When I came to the realization that the World was somehow reflecting the phenomenon trying to be captured with the word Satan, another realization followed. It's not enough to recognize, one has to be it, one has to act as Satan would. One has to rage war with the status quo, even if it's the parts of it that exists in their own mind.

Taking it a step forward, my own veneer put on this phenomenon is that it is female and declaring war on a male status quo, the patriarchy as it currently stands. If Satan represents Nature or the World, than Satan is female, as is all Goddesses who have represented the Earth. Even if they are dried, decaying shells of what I feel when I contemplate this. Rage, anger, hatred are all part and parcel for my own personal conception of this Female Satan that clunks around in my head.

My Own Personal Issues With Both Schools of Thought

I find the philosophical Satanist and their understanding of the World to be vital to understanding why one should DO the DO, so to speak. One has to find a growing hatred with things that want to oppress human nature, with ways of life that oppress this phenomenon all of us attempt to describe, that want to force you into some kind of box and make you conform to their standards.

Once that hatred is found, declaring a personal war on the status quo is the next logical step. Deciding that you will cut your own Path, do your own thing, try to discover who you really are free of these societal memes is a logical next step. What's the point in being able to point to and understand something if you do not act on that realization?
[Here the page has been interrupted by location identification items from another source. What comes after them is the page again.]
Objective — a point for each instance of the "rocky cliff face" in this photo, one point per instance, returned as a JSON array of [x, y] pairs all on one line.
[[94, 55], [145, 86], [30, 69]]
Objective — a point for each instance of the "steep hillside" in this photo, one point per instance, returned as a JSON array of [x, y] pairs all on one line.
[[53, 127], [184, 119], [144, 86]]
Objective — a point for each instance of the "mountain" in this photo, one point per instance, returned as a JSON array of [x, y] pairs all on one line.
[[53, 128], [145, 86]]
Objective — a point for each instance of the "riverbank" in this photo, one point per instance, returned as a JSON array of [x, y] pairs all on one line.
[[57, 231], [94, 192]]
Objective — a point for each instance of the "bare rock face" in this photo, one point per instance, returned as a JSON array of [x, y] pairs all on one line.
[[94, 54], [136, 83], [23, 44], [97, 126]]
My own personal contention with the Philosophical Satanist is that to many do just that. They recognize the phenomenon and then stop. They do nothing else whatsoever. They may rant and rage about this and that, but ultimately they are full of hot air. Like the teenager who HATES their parents but never sneaks out, never dyes their hair an outrageous color, they just keep doing what their parents say. All of the rebelling takes place inside their mind. So it fails ultimately.
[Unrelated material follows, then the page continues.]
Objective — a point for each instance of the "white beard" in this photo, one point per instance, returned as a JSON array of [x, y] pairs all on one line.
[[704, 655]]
The Praxis Satanist has another pox that exists in its camp. It's people that make the claim that they are doing all of these grand, evil, Sinister shit but they're really not. They're chest thumping and honestly, are more fucking annoying than almost anything else I run into. I find people that run around bragging or acting like they are completely immoral to be missing some fundamental thing I have found since I started breaking my own psychological chains.
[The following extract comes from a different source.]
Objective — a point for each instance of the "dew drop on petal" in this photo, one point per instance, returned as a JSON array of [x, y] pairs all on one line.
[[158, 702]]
I spend most of my time when this is done and done right feeling anything but victorious. It makes me feel melancholic, lonely, bitter, small, defenseless, weak, and scared. I want to go back and not know what I now know. I want to cry and beat my head against a wall for hours. I feel less like a bad ass everyday and more vulnerable than ever, more fragile, more human. NOBODY ever told me that's what the 'doing' of Satanism gets you. NOBODY attached a warning label to it. They all ran around talking about how awesome and free they feel. The bastards lied to me, they beat their chests and denied the darker aspects of this shit. Sometimes in my darkest moments I wonder if I am somehow not doing this the right way. All of my realizations are just how small, weak and pathetic I really am.

Conclusion

Both schools of thought have something to offer and one should read all of these perspectives in order to understand what they are getting into and why it is important. Go farther than just reading some shit though, don't be luke-warm about your Satanism. There should be more fire in the belly of a Satanist than a Christian. Let them live lives that are not reflecting their chosen Paths.